The foregoing is merely illustrative of the preferred embodiments of the present invention, is not intended to limit the invention, all essences in the present invention God any modification, equivalent substitution and improvements done etc., should be included within the scope of protection of the invention with principle.

Claims

1. a kind of method for determining back end failure, for distributed data base, this method includes：

In all application nodes for accessing the distributed data base, when any one application node does not connect the distribution During some back end in formula database, the broadcast for not connecting the back end is sent to other application node；

After other application node receives the broadcast, connection request is sent to the back end, to determine whether to connect The back end；

When the application node quantity that can not connect the back end reaches set threshold value, determine that the back end fails.

2. the method according to claim 1 for determining back end failure, it is characterised in that：

In all application nodes for accessing the distributed data base, any one application node is selected as arbitration node, The quantity of the application node of the back end can not be connected with statistics.

3. the method according to claim 2 for determining back end failure, it is characterised in that：

After the other application node sends connection request to the back end, whether the back end will can be connected Information is sent to the arbitration node；

The arbitration node receives the information that whether can connect the back end that all application nodes are sent, and the arbitration Node often receives the message that can not connect the back end that an application node is sent, and just does the decision content and once adds 1 Operation；

4. the method according to claim 1 for determining back end failure, it is characterised in that：The threshold value is described in access The half of all application node quantity of distributed data base.
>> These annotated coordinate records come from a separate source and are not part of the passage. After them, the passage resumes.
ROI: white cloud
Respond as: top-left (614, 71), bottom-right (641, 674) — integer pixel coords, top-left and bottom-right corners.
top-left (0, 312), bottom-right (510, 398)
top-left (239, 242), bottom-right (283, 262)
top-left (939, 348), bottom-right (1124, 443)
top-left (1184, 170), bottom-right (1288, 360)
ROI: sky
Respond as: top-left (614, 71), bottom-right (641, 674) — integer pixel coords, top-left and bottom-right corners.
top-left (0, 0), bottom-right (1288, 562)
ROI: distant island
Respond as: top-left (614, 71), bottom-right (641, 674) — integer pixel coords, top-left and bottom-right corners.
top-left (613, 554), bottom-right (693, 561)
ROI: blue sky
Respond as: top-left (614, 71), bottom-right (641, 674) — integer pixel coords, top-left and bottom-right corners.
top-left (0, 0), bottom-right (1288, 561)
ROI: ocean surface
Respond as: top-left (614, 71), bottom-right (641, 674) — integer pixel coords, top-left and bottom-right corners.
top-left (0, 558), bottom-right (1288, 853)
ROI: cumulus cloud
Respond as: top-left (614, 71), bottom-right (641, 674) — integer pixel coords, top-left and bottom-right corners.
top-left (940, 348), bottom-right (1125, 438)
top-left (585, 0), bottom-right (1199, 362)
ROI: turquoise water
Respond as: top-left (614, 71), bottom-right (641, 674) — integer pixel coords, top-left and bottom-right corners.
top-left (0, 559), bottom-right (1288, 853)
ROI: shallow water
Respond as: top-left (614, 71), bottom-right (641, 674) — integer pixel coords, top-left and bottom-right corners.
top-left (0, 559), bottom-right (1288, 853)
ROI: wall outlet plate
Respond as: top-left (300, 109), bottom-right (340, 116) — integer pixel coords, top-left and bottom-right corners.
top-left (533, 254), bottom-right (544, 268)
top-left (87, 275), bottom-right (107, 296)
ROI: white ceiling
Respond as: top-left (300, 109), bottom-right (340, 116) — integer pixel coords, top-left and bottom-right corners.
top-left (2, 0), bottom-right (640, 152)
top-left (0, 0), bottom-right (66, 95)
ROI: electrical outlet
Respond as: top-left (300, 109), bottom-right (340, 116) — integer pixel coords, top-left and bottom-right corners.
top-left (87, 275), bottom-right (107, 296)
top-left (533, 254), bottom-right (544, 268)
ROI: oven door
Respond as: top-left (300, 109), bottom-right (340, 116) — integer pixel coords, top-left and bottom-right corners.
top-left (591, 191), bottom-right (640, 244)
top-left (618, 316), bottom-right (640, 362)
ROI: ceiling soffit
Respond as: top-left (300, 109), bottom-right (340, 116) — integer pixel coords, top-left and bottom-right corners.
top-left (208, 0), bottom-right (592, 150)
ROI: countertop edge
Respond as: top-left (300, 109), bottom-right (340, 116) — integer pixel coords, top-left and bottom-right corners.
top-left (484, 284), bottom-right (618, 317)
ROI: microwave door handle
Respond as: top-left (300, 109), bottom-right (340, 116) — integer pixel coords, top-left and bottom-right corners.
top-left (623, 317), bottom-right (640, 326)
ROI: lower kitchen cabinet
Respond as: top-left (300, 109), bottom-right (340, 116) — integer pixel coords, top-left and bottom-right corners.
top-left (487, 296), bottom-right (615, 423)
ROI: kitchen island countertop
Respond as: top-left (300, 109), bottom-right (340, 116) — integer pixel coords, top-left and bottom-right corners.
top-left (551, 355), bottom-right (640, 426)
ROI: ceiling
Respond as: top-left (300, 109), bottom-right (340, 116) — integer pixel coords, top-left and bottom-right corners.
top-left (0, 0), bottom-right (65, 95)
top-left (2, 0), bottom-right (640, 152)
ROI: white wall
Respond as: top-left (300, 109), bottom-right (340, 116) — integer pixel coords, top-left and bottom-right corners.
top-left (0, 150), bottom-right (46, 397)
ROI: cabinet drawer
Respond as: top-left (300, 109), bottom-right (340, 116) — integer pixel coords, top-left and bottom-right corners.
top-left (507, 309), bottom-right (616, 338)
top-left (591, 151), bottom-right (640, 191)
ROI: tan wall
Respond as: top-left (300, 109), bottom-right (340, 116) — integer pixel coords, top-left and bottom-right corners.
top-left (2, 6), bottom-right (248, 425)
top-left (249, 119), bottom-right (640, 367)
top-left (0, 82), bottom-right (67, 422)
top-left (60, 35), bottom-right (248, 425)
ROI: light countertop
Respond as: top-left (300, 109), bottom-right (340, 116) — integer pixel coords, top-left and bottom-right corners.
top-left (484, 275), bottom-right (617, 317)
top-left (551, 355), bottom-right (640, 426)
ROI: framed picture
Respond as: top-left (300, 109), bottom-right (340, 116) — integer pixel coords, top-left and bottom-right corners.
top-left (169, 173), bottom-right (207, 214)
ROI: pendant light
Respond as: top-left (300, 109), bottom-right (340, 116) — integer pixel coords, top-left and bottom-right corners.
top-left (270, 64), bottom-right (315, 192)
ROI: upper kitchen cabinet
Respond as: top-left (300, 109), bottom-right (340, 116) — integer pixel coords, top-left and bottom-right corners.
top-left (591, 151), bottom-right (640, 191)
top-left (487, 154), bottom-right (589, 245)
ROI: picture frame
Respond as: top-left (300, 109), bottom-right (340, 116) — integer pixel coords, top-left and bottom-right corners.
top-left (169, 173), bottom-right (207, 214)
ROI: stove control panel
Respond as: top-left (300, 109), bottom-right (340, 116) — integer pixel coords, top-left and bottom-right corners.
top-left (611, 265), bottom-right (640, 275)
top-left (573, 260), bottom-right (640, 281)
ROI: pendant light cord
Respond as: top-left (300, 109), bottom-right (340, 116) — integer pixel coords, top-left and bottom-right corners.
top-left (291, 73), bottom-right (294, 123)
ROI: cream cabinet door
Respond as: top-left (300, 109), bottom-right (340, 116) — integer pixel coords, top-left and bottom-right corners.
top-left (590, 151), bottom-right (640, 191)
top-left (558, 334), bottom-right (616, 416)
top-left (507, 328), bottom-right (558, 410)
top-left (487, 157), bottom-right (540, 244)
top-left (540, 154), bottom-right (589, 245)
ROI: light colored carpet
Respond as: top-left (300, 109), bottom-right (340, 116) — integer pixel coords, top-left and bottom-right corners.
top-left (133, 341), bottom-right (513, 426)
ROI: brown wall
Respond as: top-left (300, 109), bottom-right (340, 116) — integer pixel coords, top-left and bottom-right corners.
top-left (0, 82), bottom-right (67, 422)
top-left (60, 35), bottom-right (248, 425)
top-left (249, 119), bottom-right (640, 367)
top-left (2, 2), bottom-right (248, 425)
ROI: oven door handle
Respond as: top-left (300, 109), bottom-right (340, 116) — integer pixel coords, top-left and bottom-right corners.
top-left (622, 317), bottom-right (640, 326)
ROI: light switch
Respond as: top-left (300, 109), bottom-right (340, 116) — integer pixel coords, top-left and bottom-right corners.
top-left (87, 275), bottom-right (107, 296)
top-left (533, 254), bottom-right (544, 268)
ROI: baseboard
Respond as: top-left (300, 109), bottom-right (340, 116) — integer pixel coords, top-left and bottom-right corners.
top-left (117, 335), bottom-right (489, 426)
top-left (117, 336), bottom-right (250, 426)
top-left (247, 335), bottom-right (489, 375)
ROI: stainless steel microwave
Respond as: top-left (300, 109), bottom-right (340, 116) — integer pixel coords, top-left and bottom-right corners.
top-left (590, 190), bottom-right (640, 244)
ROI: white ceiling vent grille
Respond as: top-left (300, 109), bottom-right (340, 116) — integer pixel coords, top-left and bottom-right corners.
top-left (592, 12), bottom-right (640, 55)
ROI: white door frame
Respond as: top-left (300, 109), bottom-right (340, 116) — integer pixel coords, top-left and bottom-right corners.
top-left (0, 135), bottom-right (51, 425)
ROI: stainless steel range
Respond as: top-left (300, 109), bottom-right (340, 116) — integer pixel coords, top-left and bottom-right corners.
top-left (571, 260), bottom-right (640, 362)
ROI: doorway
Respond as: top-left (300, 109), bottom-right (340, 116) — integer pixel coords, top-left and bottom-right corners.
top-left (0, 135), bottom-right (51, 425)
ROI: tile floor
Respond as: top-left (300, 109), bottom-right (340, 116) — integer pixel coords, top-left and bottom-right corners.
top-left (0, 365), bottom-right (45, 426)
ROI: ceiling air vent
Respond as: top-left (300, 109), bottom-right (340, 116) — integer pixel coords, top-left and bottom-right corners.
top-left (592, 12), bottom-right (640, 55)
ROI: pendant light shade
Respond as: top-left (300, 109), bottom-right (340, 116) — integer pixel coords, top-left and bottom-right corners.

5. the method according to claim 1 for determining back end failure, it is characterised in that determine that the back end fails Afterwards, methods described also includes：

The back end is deleted from the distributed data base；

Enable the backup node of the back end.

6. the method according to claim 3 for determining back end failure, it is characterised in that determine that the back end is effective Afterwards, methods described also includes：

The decision content is reverted into initial value 0；

The application node timing for not connecting the back end sends connection request to the back end, to wait the back end Recover connection.

7. the method according to claim 1 for determining back end failure, it is characterised in that when any one application node When not connecting some back end in the distributed data base, the application node is masked to the company of the back end Connect.

8. the method according to claim 1 for determining back end failure, it is characterised in that each application node belongs to Different IP.